Sports
The Knicks Won Their First Championship in 53 Years and 63 People Were Arrested Celebrating It
By Curtis Jones · June 15, 2026
Jalen Brunson scored 45 points Saturday night in San Antonio. The Knicks won 94-90. He became the fourth player in NBA history — after Michael Jordan, Giannis Antetokounmpo, and Bob Pettit — to score 45 or more in a closeout Finals game. He was the unanimous Finals MVP. The championship drought that began in 1973 and lasted 19,392 days is over.
“It’s everything we ever dreamed of. It’s why I came to New York.”
The Knicks trailed by 16 points in Game 5 before Brunson took over in the fourth quarter, scoring 15 of his 45 in the final period to pull New York ahead for good. The team that came back from 29 down in Game 4 came back from 16 down in Game 5. They won 15 of 16 playoff games. Their only loss was Game 3 at Madison Square Garden — the night Trump attended and got booed.

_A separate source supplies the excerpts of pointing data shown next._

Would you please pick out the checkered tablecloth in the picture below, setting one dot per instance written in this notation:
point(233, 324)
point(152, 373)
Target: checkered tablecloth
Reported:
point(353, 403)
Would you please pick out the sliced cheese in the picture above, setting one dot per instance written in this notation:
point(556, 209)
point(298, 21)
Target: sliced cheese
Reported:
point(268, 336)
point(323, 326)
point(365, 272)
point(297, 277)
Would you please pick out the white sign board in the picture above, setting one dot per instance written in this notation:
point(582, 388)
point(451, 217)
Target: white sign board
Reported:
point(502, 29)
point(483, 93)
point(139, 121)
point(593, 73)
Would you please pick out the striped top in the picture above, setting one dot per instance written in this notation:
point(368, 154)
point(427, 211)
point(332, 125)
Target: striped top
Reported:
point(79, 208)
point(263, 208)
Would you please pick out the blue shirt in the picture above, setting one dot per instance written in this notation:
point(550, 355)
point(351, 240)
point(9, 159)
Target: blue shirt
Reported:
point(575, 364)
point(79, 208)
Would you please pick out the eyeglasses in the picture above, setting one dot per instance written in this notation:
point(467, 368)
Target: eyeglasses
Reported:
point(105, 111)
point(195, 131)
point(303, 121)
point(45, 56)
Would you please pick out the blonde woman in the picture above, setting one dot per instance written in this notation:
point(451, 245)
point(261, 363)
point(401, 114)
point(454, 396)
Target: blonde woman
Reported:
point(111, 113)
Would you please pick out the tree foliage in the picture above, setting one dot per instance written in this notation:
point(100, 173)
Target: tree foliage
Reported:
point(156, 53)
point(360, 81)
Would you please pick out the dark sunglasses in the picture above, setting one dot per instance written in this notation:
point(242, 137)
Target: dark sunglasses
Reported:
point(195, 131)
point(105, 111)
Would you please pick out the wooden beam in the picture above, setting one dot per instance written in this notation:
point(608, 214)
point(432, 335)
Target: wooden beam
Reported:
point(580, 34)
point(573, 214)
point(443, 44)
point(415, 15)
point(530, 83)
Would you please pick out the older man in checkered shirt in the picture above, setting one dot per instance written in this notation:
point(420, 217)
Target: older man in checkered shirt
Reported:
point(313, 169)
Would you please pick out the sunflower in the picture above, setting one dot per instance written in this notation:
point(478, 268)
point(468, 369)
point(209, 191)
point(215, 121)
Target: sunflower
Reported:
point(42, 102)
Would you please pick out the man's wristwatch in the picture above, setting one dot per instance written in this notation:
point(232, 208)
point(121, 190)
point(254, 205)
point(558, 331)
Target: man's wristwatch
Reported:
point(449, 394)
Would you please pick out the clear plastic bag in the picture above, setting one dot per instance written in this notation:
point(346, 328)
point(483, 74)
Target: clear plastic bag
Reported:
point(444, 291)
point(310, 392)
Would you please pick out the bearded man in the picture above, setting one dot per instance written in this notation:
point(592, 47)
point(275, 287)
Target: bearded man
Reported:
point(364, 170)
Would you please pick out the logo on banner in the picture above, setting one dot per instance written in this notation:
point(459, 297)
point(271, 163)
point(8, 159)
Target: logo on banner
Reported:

Then the streets happened.
Tens of thousands of fans flooded Midtown Manhattan after the final buzzer. What began as euphoria became something else by 2 AM. Fans smashed windshields. They scaled scaffolding and light poles. They climbed onto school buses in Times Square — and then one of those buses was set on fire. Around 2 AM, gunshots were fired near 42nd Street and Broadway. A 17-year-old was shot in the foot. Bystander video captured at least seven shots and showed people crouching and running.
NYPD reported 63 arrests, 41 additional summonses, four stabbings, and 10 officers injured — including one struck in the face with a glass bottle. Mayor Zohran Mamdani had posted before the game: “Be responsible, look out for one another, stay safe, be smart, and make this a night that reflects the very best of our city.” The night reflected both versions of the city — the one that waited 53 years and the one that couldn’t hold it together once the wait was over.
Victor Wembanyama, the 22-year-old Spurs superstar who had 31 points and 15 rebounds in the Game 4 loss, was philosophical after the series ended.
“This is the biggest lesson of my life, the biggest learning moment.”
He is 22. He lost in five games. He will be back. The Knicks will hang a banner at Madison Square Garden next October, and Brunson — the point guard from the Bronx who was working at a grocery store four years before signing with New York — will be the name at the center of it.
The championship is real. The 17-year-old in Times Square is also real. New York got both on the same night.